Leser Ulf, Hakenberg Jörg
Department for Computer Science, Humboldt-Universität zu Berlin, Rudower Chaussee 25, Germany.
Brief Bioinform. 2005 Dec;6(4):357-69. doi: 10.1093/bib/6.4.357.
The recognition of biomedical concepts in natural text (named entity recognition, NER) is a key technology for automatic or semi-automatic analysis of textual resources. Precise NER tools are a prerequisite for many applications working on text, such as information retrieval, information extraction or document classification. Over the past years, the problem has achieved considerable attention in the bioinformatics community and experience has shown that NER in the life sciences is a rather difficult problem.
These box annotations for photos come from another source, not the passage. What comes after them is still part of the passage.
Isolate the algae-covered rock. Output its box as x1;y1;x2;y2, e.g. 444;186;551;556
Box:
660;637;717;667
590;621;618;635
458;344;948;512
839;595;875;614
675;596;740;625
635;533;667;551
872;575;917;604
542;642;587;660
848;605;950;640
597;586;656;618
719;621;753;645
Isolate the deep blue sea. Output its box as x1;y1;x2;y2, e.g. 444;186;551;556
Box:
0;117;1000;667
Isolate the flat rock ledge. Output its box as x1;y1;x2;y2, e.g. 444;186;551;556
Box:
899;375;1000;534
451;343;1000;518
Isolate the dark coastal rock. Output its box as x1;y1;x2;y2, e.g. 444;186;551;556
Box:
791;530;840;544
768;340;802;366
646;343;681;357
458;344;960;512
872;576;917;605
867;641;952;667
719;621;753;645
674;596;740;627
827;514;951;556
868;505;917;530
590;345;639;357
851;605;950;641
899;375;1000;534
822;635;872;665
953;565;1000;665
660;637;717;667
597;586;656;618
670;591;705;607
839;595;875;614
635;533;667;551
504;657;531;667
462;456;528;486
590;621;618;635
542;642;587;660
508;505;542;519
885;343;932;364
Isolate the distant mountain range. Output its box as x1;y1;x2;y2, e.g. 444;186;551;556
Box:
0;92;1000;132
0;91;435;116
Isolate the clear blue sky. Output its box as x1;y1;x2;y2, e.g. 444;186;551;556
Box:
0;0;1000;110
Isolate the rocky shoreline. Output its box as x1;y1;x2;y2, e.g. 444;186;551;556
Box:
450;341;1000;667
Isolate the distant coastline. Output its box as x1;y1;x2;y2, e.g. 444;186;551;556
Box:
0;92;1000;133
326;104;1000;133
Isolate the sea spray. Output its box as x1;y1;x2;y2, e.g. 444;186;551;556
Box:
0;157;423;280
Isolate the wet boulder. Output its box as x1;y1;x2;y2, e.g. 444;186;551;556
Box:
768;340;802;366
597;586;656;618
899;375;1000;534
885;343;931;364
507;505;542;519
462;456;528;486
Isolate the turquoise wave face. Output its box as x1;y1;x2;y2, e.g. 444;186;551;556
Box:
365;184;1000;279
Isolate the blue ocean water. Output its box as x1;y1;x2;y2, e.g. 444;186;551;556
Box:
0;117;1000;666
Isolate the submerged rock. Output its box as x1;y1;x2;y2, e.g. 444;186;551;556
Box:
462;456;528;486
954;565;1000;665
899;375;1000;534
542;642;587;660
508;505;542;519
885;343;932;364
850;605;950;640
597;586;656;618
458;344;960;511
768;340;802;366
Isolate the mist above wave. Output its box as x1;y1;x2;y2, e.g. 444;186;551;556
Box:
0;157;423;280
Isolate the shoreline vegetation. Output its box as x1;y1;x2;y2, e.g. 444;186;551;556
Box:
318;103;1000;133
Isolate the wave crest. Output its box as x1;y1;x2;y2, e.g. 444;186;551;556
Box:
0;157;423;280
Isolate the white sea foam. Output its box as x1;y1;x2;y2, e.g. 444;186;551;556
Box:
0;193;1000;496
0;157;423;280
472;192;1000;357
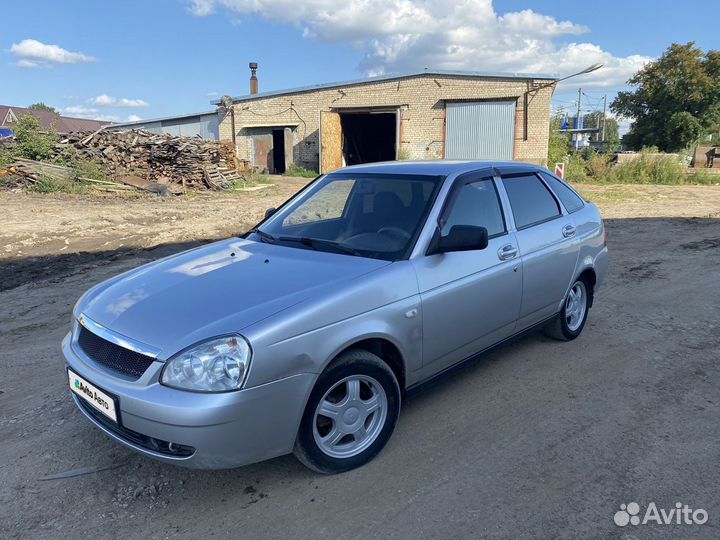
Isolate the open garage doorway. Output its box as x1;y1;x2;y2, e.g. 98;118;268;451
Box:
320;110;398;173
340;113;397;165
272;129;286;174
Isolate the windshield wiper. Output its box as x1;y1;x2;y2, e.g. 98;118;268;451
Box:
247;229;277;244
277;236;361;257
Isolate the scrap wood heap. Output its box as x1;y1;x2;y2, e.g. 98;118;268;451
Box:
56;129;235;188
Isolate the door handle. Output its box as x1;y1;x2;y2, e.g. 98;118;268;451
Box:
498;244;517;261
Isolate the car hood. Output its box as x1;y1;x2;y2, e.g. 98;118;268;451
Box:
76;238;389;359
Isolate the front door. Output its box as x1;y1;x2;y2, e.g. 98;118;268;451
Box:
320;111;343;174
412;176;522;373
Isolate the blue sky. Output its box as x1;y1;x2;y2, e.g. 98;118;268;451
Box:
0;0;720;127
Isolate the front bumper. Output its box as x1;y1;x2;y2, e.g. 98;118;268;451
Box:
62;334;317;469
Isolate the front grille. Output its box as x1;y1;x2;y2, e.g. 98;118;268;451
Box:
73;396;195;457
78;326;153;379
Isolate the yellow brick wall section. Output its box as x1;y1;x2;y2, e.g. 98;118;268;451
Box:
220;76;552;170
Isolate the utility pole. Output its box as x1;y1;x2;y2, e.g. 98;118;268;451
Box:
575;88;582;150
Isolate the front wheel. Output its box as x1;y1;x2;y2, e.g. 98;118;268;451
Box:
545;278;592;341
294;349;400;474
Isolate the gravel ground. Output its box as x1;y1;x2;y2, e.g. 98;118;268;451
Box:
0;179;720;539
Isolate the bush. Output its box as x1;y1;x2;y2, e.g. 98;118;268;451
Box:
13;114;58;161
607;150;688;184
565;154;592;182
565;148;696;184
283;164;318;178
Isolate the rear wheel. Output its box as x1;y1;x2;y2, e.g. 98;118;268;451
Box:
294;349;400;474
545;278;592;341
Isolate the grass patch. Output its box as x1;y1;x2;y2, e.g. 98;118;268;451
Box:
283;164;318;178
574;184;637;203
30;174;88;195
565;150;720;185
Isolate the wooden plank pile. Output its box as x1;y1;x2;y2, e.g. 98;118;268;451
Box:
56;129;235;188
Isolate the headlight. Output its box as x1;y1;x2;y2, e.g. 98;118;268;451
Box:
160;336;252;392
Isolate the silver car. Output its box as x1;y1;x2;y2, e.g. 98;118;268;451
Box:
62;161;607;473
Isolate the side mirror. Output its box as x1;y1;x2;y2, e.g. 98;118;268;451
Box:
429;225;488;255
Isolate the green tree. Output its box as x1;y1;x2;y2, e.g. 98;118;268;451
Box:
13;114;58;161
28;101;57;113
610;42;720;152
548;116;570;167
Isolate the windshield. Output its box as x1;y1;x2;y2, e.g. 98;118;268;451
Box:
251;173;444;261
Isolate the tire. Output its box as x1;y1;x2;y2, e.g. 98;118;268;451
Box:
544;277;593;341
293;349;401;474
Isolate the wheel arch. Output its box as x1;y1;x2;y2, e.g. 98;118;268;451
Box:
323;334;407;393
573;266;597;308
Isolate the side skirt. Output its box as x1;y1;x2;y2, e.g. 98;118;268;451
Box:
405;312;560;393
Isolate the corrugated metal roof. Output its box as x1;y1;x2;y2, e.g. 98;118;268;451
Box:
0;105;110;133
210;70;557;105
112;109;217;128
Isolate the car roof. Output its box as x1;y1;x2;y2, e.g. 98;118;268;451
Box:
333;159;542;176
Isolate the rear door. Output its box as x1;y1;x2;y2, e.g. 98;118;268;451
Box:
502;170;578;330
411;174;522;373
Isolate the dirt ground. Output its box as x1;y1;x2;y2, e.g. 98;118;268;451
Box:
0;178;720;539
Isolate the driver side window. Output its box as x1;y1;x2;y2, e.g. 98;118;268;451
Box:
440;178;506;238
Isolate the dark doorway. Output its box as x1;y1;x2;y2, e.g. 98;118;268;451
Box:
272;129;285;174
340;113;396;165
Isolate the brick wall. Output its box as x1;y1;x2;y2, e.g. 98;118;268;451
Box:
220;75;553;170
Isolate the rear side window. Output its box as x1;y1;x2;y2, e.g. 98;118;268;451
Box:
540;172;585;213
440;179;505;238
503;173;560;229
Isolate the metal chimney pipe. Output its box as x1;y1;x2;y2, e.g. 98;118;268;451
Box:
250;62;258;96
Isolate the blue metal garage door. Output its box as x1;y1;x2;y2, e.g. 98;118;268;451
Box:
445;101;515;160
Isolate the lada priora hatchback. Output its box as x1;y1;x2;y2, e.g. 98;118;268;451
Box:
62;161;607;473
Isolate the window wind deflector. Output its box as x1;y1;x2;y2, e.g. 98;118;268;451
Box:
245;229;277;244
277;236;361;257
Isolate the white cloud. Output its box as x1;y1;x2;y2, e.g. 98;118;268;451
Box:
188;0;650;87
87;94;117;107
10;39;95;68
188;0;215;17
117;98;149;108
87;94;149;108
15;59;40;69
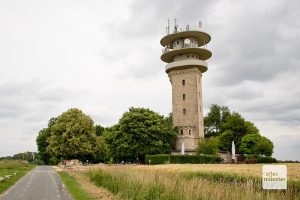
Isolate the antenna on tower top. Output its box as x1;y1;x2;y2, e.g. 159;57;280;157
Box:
174;18;178;33
167;18;170;35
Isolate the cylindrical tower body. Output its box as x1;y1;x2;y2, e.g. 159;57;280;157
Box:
160;23;212;152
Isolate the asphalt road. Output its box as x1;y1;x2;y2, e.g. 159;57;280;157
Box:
0;166;72;200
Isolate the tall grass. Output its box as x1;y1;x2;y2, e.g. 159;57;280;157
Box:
58;172;95;200
0;160;35;194
87;166;300;200
0;160;27;169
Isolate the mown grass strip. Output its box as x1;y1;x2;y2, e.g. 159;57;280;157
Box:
58;172;95;200
0;161;36;194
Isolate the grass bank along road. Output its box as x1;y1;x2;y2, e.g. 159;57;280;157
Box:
0;166;72;200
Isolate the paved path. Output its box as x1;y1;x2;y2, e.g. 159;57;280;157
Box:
0;166;72;200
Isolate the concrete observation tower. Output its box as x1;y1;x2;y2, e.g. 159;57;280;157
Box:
160;19;212;153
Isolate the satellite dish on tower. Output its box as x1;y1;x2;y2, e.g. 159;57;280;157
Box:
184;39;191;45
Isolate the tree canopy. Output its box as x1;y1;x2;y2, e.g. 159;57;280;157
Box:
104;108;177;162
198;137;219;155
47;108;101;160
254;137;274;156
204;104;273;154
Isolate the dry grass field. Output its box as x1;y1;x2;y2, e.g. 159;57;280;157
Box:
64;164;300;200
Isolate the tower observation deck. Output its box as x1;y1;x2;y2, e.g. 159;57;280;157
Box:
160;20;212;152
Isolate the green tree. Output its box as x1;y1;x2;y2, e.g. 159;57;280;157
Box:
95;125;105;136
219;130;235;151
36;118;56;164
254;136;274;156
204;104;231;137
104;108;177;162
47;108;103;161
198;137;219;155
221;112;258;153
239;133;261;154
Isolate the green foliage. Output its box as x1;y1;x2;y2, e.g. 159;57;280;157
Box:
58;172;95;200
145;154;221;165
240;133;261;154
220;112;259;153
95;125;105;136
219;130;235;151
254;137;274;156
256;156;277;163
47;108;103;161
103;108;177;162
204;104;231;137
145;154;171;165
198;137;219;155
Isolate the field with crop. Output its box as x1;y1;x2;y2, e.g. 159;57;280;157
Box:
0;160;34;194
66;164;300;200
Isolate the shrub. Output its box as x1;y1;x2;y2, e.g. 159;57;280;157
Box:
198;137;219;155
145;154;221;165
256;156;277;163
145;154;171;165
170;155;199;164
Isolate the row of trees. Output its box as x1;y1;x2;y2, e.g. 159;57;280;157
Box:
199;104;274;156
36;105;273;164
36;108;176;164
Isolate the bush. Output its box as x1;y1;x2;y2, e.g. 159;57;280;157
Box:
145;154;171;165
256;156;277;163
145;154;221;165
197;137;219;155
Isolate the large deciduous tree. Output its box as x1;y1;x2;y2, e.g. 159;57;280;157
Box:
254;137;274;156
198;137;219;155
47;108;103;160
204;104;231;138
104;108;177;162
239;133;261;154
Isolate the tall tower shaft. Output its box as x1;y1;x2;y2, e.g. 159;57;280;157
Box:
160;21;212;152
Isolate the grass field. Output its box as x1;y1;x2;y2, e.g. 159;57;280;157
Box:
58;172;95;200
0;160;35;194
82;164;300;200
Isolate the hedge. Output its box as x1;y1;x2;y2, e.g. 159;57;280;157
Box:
145;154;221;165
256;156;277;163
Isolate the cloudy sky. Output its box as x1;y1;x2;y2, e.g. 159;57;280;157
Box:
0;0;300;160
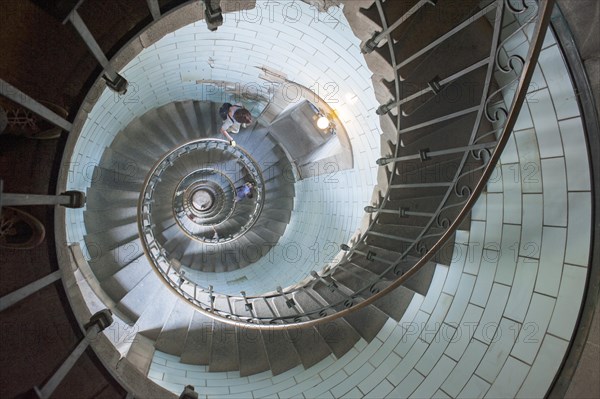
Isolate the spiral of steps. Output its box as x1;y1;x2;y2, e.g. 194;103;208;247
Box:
77;1;500;382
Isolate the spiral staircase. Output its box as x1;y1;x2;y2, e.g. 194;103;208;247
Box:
0;0;596;396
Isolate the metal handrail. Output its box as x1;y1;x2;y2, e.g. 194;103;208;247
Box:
138;0;554;330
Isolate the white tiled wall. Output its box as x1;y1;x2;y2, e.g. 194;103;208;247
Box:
64;1;592;398
67;1;380;295
146;18;591;398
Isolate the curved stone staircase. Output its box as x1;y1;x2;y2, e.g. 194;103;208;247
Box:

Several systems and algorithms have been devised and implemented. In this paper, the problems and resources in NER research are described, the principal algorithms underlying most systems sketched, and the current state-of-the-art in the field surveyed.
在自然文本中识别生物医学概念(命名实体识别,NER)是对文本资源进行自动或半自动分析的关键技术。精确的NER工具是许多文本处理应用(如信息检索、信息提取或文档分类)的先决条件。在过去几年中,这个问题在生物信息学领域受到了相当大的关注,并且经验表明生命科学中的NER是一个相当困难的问题。已经设计并实现了几种系统和算法。本文描述了NER研究中的问题和资源,概述了大多数系统所基于的主要算法,并对该领域的当前技术水平进行了调查。